Léna mit du temps à l'admettre. Mais, elle n'eut d'autre choix que de prendre un train sur la voie 9 ¾ à onze heures le 31 Août.

๑๑๑

En 1939, lors de sa quatrième année, la guerre chez les 'moldus' faisait rage. Léna rentra chez elle pour les vacances de Noël comme bon nombre des élèves de Poudlard.

Son père vint la chercher à la gare de King's Cross. Sa mère, qui devait s'occuper de son petit frère de trois ans, était restée à la maison. Enfin, maison, c'était une façon de parler.

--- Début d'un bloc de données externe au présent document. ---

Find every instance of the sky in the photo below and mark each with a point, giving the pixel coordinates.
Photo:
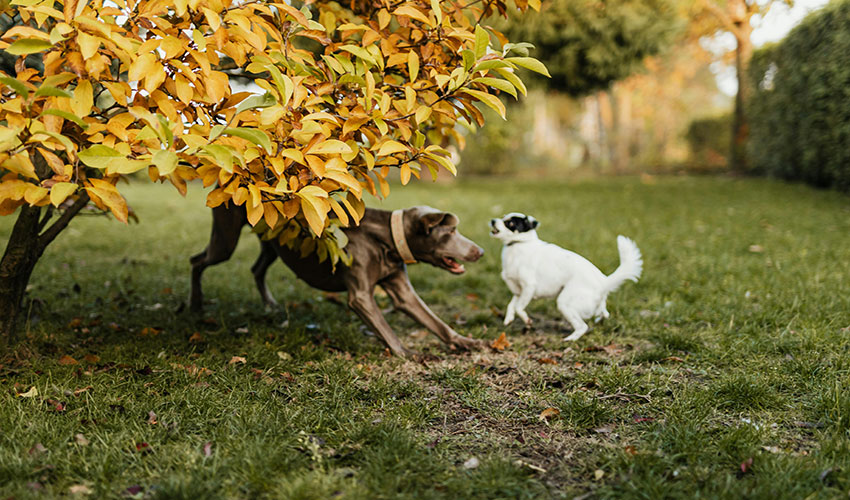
(771, 28)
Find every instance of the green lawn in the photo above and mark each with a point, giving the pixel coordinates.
(724, 373)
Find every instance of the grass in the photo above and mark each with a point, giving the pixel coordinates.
(724, 373)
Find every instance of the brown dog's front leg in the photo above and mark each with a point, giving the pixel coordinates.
(406, 299)
(362, 301)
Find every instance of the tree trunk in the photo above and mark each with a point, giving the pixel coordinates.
(22, 252)
(26, 245)
(740, 123)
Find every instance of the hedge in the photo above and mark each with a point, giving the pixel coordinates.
(800, 107)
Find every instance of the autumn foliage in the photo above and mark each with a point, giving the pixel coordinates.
(349, 94)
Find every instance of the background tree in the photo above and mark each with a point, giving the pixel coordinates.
(587, 44)
(735, 17)
(123, 86)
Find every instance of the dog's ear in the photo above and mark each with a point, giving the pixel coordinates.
(431, 220)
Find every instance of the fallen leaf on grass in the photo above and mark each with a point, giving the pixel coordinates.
(67, 360)
(37, 449)
(80, 489)
(33, 392)
(548, 413)
(501, 343)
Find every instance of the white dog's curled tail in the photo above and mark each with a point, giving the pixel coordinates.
(631, 265)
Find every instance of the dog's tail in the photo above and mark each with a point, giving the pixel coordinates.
(631, 265)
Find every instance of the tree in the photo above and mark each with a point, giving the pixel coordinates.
(126, 86)
(587, 44)
(735, 17)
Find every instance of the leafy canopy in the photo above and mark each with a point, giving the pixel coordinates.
(128, 86)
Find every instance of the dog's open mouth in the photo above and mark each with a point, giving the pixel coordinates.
(453, 266)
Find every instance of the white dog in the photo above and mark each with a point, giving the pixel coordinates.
(534, 269)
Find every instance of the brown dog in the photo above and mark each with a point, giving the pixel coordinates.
(429, 235)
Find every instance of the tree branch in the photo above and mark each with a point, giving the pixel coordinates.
(61, 223)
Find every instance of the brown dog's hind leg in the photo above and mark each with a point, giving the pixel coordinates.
(266, 258)
(404, 297)
(227, 225)
(361, 300)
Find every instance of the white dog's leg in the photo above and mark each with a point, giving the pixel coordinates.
(510, 311)
(522, 302)
(572, 316)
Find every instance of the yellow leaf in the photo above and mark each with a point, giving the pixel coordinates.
(413, 65)
(501, 343)
(391, 147)
(88, 44)
(60, 191)
(141, 67)
(110, 197)
(35, 194)
(83, 99)
(548, 414)
(331, 146)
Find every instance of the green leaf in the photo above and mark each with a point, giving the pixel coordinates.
(493, 64)
(48, 91)
(165, 161)
(98, 156)
(482, 40)
(256, 136)
(489, 99)
(530, 63)
(64, 141)
(498, 84)
(66, 115)
(221, 155)
(16, 85)
(26, 46)
(256, 101)
(510, 76)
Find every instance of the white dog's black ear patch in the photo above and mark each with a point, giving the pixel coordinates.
(519, 223)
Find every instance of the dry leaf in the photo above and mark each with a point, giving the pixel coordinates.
(67, 360)
(548, 413)
(80, 489)
(33, 392)
(501, 343)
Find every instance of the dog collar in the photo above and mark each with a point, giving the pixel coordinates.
(397, 228)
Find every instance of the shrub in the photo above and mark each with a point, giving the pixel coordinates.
(800, 110)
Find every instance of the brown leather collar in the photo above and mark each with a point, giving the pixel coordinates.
(397, 228)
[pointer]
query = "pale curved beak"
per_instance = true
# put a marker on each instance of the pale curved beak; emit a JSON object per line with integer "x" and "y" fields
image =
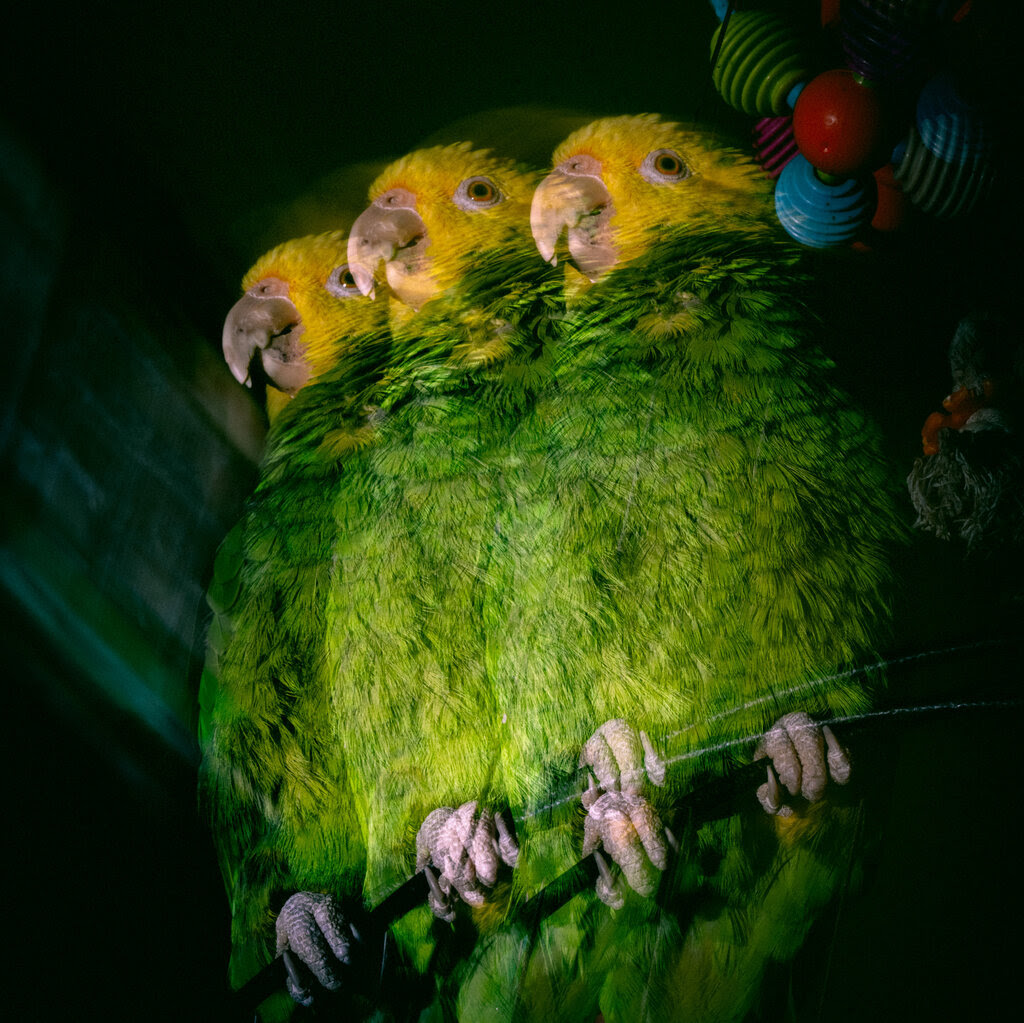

Alors que la petite famille était hors de chez eux, une bombe avait fait explosé une partie du quartier dont leur maison. Ils avaient donc du trouver un logement rapidement.

Léna entra dans son nouveau chez elle. Son petit frère l'accueillit tout content alors que sa mère le coursait pour lui faire enfiler ses chaussettes.

Cinq jours plus tard, son père reçut une lettre lui ordonnant d'aller prêter main forte aux soldats déjà au front. Léna aurait voulu l'aider avec sa magie. D'ailleurs, elle fit part de ses pensées à ses parents qui refusèrent catégoriquement. Ils n'avaient pas pu approfondir la conversation puisque le petit garçon était entré dans la pièce. Léna avait décidé de ne pas lui parlé de son côté 'sorcière'. Enfin pas tout de suite.

Lorsque le père s'en alla le cœur lourd, la petite famille était en larmes. La jeune fille savait que c'était sûrement la dernière fois qu'elle le verrait.